The village arrives at Roxy's mother's Zona (Elina Löwensohn) salon to demand Roxy and her go out and find and kill Kate Bush. To further reinforce this demand the Gucci rifle they are handed to accomplish this has a blue glowing inscription YOU WILL KILL KATE BUSH.  

Slightly off topic but interesting, director Bertrand Mandico and Elina Löwensohn have began a project entitled "20+1 Projections" The project involves the pair making twenty-one short films in twenty-one years. The themes of aging and desire will run throughout these films. 

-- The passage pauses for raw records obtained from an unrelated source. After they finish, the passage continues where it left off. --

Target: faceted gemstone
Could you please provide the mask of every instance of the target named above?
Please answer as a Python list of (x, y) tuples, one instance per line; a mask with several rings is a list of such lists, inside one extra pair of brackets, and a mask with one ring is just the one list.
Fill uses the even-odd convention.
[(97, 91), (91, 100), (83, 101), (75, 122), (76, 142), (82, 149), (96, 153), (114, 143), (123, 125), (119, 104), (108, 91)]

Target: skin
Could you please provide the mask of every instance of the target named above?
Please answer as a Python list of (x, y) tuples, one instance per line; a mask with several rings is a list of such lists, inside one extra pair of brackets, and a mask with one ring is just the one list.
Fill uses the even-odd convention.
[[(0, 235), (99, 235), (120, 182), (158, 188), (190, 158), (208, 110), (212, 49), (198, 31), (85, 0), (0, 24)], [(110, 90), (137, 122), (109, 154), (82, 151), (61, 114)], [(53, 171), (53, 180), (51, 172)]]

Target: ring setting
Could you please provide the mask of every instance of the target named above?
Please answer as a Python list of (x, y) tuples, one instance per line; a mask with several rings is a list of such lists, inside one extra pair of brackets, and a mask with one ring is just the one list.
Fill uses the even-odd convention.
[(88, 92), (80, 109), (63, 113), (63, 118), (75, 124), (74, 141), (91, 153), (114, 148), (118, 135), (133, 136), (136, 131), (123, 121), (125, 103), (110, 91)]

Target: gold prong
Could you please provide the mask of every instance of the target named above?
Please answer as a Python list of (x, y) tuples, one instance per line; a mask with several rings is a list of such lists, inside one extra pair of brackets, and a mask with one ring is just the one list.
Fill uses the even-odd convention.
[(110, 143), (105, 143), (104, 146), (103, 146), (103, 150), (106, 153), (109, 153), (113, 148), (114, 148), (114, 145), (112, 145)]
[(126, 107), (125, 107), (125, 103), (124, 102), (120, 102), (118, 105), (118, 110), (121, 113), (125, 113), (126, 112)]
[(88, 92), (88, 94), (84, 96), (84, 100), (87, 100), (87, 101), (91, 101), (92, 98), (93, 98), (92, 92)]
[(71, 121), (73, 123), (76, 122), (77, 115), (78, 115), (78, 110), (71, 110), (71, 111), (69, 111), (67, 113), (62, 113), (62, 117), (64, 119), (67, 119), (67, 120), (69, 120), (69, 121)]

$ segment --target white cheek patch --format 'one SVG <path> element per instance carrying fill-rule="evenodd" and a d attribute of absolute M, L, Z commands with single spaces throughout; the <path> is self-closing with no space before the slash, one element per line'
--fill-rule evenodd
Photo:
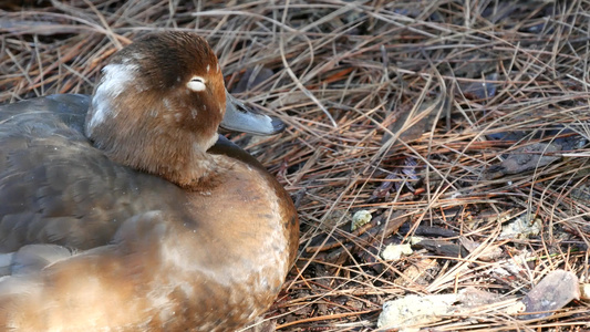
<path fill-rule="evenodd" d="M 103 76 L 92 98 L 92 115 L 86 124 L 89 133 L 104 122 L 107 116 L 116 116 L 113 113 L 112 103 L 130 84 L 136 83 L 135 73 L 138 66 L 128 63 L 112 63 L 102 70 Z"/>
<path fill-rule="evenodd" d="M 207 85 L 205 85 L 205 79 L 201 76 L 193 76 L 188 83 L 186 83 L 186 87 L 193 90 L 193 91 L 205 91 L 207 89 Z"/>

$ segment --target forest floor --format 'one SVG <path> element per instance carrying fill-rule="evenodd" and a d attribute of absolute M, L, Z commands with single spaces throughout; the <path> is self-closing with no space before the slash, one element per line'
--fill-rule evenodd
<path fill-rule="evenodd" d="M 383 329 L 590 329 L 590 1 L 0 1 L 0 103 L 92 93 L 166 29 L 287 124 L 228 134 L 298 207 L 278 331 L 373 331 L 404 299 Z"/>

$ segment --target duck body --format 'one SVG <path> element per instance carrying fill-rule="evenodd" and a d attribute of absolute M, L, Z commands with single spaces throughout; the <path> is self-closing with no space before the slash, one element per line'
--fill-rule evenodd
<path fill-rule="evenodd" d="M 159 106 L 151 87 L 121 84 L 131 92 L 108 95 L 104 85 L 122 80 L 106 70 L 92 100 L 53 95 L 0 107 L 0 252 L 9 261 L 0 330 L 231 331 L 277 297 L 298 245 L 292 201 L 218 136 L 225 87 L 220 71 L 206 75 L 218 68 L 206 42 L 149 35 L 114 63 L 134 54 L 144 63 L 128 68 L 151 70 L 154 43 L 173 60 L 187 48 L 206 58 L 187 77 L 172 69 L 179 83 Z M 170 69 L 154 71 L 157 79 Z M 193 89 L 195 75 L 205 87 Z M 193 107 L 195 98 L 216 107 Z"/>

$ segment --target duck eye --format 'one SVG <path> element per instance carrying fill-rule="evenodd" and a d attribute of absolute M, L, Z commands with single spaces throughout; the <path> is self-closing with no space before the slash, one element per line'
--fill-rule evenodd
<path fill-rule="evenodd" d="M 193 91 L 204 91 L 207 86 L 205 86 L 205 79 L 201 76 L 193 76 L 188 83 L 186 83 L 186 86 Z"/>

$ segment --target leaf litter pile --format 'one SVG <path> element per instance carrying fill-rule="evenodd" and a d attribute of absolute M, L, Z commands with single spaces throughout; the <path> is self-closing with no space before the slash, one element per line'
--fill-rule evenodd
<path fill-rule="evenodd" d="M 301 221 L 259 325 L 590 328 L 590 1 L 2 1 L 0 103 L 92 93 L 163 29 L 288 125 L 228 133 Z"/>

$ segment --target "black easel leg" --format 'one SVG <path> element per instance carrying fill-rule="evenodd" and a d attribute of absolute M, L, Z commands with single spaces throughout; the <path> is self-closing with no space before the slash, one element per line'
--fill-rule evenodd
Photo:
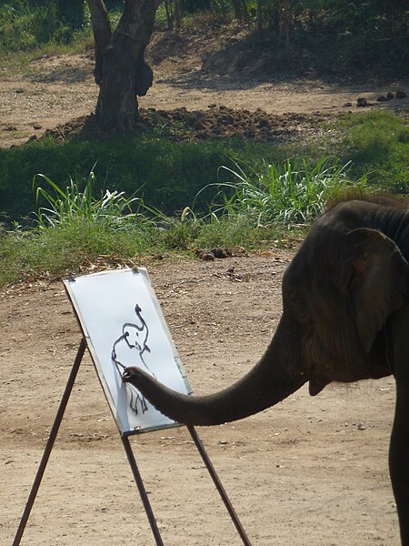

When the current Pandemic began to take hold in March and April of 2020 I was personally drawn to post-apocalyptic cinema. Not the drab color palette Mad Max kind of cinema though, the Italians making films in 1970s New York City kind of cinema. The Enzo G. Castellari kind of cinema. The explosion of color and ridiculous leather vest as armor cinema. 1990 Bronx Warriors, The New Barbarians. There is something comforting that during the end times people have great hair and rock regalia that is more fashion esthetic than pure defense. As the pandemic continues, it also comforts me the people crafting films right now, in the Almost End of Blue, are also exploring colorful post-apocalyptic landscapes.


 

After Blue is the direct descendant of Alejandro Jodorowsky's El Topo. After Blue is the child of David Pelham's 1970s sci-fi, paperback covers. It is also to say Bertrand Mandico's film is midnight madness.  The cinematography of Pascale Granel is exquisite as is the score by Pierre Desprats. 

Clearly with a film of this ambition and weirdness, you are either going to be on board with this trip or you will not be.

On a final note, surprisingly or perhaps not, the world of After Blue looks eerily similar to wandering a cattle ranch in South Texas after eating things that sprout up from the Earth.